Esta carta é autoexplicativa, mas também mostra de forma evidente o que acontece quando se pretende desqualificar alguém apenas por interesses de poder:
Carta aberta de uma
gordinha a Marina
Por:
Camila Moreno
Camila Moreno
A autora, em Lisboa
Marina,
está circulando pela internet um vídeo em que a senhora faz uma
comparação entre você e a também candidata e presidenta Dilma Rousseff.
Entre as tantas comparações que podem e devem ser feitas entre as duas
candidatas mais bem posicionadas nas pesquisas eleitorais, você opta por
dizer é magrinha, enquanto Dilma é fortinha, exatamente com essas
palavras, arrancando risadas e aplausos da plateia.

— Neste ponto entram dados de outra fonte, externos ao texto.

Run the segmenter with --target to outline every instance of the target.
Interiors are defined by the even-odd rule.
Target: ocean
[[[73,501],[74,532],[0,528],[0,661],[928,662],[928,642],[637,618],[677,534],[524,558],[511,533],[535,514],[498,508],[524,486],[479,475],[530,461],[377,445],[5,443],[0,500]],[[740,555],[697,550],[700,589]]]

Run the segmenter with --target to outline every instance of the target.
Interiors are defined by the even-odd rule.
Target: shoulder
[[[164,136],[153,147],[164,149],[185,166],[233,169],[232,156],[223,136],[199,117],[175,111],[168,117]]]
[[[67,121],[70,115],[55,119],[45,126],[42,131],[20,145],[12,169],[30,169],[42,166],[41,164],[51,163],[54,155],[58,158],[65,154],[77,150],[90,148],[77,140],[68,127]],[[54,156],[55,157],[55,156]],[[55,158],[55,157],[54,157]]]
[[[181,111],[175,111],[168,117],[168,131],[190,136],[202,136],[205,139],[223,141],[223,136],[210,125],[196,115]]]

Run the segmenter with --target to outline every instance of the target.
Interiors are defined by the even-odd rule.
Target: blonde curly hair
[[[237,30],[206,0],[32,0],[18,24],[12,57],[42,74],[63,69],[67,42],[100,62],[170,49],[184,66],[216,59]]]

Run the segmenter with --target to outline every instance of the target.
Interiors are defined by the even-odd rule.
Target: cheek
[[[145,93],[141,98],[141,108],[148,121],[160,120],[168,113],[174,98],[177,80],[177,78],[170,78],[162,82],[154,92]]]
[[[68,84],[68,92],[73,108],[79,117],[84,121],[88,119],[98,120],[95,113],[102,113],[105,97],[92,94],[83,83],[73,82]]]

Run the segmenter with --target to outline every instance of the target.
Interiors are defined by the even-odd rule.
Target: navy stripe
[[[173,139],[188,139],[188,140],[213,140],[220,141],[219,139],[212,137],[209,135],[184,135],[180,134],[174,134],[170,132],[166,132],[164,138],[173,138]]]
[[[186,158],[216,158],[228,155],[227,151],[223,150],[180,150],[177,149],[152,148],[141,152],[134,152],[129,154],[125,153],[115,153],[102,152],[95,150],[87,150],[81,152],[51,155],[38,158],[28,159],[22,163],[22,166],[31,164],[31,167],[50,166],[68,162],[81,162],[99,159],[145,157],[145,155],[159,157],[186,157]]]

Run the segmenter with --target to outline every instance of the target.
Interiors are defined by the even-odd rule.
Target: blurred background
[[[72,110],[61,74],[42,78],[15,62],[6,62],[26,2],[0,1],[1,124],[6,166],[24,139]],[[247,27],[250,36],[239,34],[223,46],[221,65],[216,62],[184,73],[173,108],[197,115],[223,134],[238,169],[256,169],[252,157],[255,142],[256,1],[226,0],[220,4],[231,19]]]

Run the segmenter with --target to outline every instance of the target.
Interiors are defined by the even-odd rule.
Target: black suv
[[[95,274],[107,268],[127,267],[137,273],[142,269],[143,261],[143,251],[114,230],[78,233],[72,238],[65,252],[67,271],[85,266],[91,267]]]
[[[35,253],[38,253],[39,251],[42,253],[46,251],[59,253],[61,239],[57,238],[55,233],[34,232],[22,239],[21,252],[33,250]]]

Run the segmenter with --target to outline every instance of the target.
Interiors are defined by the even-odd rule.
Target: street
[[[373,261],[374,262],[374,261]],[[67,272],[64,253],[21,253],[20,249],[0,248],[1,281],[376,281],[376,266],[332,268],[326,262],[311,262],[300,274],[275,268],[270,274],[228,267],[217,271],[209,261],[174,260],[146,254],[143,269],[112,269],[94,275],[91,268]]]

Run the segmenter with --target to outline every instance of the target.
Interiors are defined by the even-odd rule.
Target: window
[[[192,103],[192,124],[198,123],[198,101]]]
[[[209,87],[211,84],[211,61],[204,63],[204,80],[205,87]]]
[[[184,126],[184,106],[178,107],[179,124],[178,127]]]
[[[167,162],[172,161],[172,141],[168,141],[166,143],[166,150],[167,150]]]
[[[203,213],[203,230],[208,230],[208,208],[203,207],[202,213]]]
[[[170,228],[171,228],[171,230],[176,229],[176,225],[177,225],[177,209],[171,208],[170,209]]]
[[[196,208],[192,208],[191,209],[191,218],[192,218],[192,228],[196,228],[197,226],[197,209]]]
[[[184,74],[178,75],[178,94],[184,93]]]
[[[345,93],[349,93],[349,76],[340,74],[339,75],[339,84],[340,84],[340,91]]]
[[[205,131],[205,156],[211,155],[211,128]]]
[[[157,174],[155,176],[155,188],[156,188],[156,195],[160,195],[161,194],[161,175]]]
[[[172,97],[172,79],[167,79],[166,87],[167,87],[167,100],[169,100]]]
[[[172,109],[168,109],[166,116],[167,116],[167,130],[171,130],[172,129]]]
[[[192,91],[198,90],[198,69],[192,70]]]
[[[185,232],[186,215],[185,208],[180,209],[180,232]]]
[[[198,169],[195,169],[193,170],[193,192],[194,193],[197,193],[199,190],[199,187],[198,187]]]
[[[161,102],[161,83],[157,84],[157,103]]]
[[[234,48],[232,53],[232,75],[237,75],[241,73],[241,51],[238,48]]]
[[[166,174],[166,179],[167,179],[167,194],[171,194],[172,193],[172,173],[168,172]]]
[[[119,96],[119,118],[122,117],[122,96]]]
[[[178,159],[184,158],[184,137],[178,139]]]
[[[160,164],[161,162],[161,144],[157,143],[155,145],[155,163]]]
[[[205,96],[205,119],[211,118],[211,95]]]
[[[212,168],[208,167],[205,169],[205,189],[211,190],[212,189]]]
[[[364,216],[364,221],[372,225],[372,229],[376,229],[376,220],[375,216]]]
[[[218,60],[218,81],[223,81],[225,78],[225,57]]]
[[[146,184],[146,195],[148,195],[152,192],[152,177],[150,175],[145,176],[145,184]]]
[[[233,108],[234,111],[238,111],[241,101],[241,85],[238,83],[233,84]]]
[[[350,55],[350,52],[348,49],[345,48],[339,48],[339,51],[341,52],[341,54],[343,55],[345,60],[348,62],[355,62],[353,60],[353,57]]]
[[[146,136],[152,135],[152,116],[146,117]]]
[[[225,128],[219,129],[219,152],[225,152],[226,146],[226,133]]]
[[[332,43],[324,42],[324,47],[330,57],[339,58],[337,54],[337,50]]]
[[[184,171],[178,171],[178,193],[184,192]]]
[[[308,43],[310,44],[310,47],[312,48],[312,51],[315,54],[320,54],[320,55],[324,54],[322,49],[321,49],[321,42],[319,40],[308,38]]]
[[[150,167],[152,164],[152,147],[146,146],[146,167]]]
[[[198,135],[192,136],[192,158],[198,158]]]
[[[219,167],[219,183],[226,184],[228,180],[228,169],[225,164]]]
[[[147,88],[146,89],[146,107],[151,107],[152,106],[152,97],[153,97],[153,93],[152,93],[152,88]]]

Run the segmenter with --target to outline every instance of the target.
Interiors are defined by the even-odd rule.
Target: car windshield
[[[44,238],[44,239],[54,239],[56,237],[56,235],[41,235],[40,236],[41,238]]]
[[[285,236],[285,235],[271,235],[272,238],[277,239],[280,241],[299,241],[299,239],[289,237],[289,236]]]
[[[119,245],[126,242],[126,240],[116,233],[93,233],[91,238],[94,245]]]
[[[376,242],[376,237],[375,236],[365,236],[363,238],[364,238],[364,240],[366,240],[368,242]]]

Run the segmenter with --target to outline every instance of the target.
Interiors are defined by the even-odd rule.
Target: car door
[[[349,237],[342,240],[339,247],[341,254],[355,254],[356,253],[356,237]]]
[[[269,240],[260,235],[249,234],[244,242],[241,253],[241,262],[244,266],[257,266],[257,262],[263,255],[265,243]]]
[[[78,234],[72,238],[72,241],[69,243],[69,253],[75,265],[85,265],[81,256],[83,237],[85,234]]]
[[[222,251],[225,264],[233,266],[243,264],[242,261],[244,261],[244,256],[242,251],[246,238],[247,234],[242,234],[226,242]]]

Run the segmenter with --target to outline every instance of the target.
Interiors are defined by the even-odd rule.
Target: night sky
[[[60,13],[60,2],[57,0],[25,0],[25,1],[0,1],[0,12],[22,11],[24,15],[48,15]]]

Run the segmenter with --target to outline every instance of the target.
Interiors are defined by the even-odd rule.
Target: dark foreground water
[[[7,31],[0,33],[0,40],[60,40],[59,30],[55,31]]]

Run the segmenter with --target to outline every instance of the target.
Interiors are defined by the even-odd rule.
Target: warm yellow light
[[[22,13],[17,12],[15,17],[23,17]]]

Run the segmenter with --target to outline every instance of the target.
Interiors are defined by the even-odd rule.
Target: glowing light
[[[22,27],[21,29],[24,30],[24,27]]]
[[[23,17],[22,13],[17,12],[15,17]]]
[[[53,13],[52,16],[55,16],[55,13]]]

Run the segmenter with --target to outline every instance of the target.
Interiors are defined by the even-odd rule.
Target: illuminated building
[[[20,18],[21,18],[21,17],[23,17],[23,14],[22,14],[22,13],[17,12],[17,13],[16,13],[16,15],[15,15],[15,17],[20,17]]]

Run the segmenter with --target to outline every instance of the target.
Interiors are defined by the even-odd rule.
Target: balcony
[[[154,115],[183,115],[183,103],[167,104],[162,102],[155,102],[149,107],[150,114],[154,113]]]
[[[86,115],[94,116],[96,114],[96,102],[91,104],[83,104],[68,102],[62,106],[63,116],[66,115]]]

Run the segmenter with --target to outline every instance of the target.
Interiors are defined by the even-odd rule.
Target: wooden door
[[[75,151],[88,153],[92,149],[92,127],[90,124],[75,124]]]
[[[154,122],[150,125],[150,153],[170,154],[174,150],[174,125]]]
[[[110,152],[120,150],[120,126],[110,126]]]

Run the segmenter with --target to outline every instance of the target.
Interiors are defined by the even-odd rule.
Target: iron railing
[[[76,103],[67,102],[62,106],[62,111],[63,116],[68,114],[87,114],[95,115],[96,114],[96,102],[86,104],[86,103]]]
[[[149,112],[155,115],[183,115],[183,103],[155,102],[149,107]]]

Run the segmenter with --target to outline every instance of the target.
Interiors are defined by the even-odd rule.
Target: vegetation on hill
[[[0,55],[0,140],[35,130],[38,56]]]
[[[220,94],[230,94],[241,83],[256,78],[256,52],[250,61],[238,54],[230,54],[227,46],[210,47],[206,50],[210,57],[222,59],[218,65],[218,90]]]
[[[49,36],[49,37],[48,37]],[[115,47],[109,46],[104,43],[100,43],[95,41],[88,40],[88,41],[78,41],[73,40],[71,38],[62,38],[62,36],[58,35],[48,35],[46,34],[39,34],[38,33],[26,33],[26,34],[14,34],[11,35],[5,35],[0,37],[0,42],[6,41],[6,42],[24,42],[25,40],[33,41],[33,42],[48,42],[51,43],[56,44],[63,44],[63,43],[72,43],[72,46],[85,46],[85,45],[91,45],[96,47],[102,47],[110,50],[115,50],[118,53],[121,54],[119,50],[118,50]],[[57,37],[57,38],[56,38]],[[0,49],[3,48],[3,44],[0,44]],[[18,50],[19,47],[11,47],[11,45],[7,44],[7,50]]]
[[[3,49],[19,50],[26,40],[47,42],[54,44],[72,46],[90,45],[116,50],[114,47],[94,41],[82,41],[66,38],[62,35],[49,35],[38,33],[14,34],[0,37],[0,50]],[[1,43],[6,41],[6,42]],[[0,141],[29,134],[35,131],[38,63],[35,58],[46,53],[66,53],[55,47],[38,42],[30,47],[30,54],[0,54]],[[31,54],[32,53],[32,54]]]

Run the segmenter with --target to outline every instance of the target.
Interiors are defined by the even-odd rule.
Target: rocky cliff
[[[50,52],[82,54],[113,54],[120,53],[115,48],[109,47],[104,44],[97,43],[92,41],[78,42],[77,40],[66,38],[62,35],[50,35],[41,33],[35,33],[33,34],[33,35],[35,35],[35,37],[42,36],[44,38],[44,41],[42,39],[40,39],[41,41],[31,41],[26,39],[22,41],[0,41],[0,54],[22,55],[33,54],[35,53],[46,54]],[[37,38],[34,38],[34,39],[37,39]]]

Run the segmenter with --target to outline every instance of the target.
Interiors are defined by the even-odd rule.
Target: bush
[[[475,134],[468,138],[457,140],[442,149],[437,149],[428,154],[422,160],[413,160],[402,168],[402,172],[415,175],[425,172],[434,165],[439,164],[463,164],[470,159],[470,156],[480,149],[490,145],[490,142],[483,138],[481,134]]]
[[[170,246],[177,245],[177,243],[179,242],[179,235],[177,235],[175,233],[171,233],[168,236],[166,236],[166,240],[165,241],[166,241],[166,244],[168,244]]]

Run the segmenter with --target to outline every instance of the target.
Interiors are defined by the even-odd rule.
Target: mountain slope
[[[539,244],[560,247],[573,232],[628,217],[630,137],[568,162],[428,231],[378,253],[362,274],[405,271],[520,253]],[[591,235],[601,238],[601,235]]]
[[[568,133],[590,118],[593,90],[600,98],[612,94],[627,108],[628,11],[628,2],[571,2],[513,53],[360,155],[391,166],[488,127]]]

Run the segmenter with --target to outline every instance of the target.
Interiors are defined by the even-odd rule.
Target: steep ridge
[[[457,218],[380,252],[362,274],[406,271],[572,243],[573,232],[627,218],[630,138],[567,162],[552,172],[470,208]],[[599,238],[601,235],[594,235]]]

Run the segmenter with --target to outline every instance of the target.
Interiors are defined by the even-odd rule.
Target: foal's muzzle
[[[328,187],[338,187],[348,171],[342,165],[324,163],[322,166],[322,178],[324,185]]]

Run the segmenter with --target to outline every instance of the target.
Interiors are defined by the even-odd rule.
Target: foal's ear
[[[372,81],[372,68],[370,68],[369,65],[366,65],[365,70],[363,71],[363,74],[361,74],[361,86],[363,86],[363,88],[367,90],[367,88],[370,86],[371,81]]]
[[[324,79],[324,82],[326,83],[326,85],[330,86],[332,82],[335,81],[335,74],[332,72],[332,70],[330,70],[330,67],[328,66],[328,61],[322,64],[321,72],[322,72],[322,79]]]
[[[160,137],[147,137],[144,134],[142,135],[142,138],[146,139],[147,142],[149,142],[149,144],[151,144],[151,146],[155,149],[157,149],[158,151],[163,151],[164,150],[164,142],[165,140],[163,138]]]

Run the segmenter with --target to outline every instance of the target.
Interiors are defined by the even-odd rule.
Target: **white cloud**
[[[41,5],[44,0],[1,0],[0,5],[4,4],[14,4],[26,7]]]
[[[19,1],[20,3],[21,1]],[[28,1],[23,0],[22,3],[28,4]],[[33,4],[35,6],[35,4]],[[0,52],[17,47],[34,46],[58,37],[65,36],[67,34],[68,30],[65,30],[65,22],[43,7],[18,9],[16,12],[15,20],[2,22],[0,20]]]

Lembro com nitidez que a senhora já havia feito essa comparação com
Dilma na eleição passada, ao ser perguntada sobre suas principais
diferenças.
Dilma é a primeira presidenta da história do Brasil e essa é a
primeira eleição com grandes chances de duas mulheres irem para o
segundo turno. Uma eleição histórica, certamente. Histórica porque em um
país cercado de machismo por todos os lados; em que as mulheres são
menos de 10% no Congresso Nacional; onde embora muitos avanços tenham
sido alcançados com a Lei Maria da Penha, ainda estamos em 7º lugar no
ranking da violência doméstica; a maioria dos cidadãos e cidadãs do
nosso país, se as pesquisas estiverem certas, optará por confiar o seu
voto em uma mulher. Isso é lindo e me emociona.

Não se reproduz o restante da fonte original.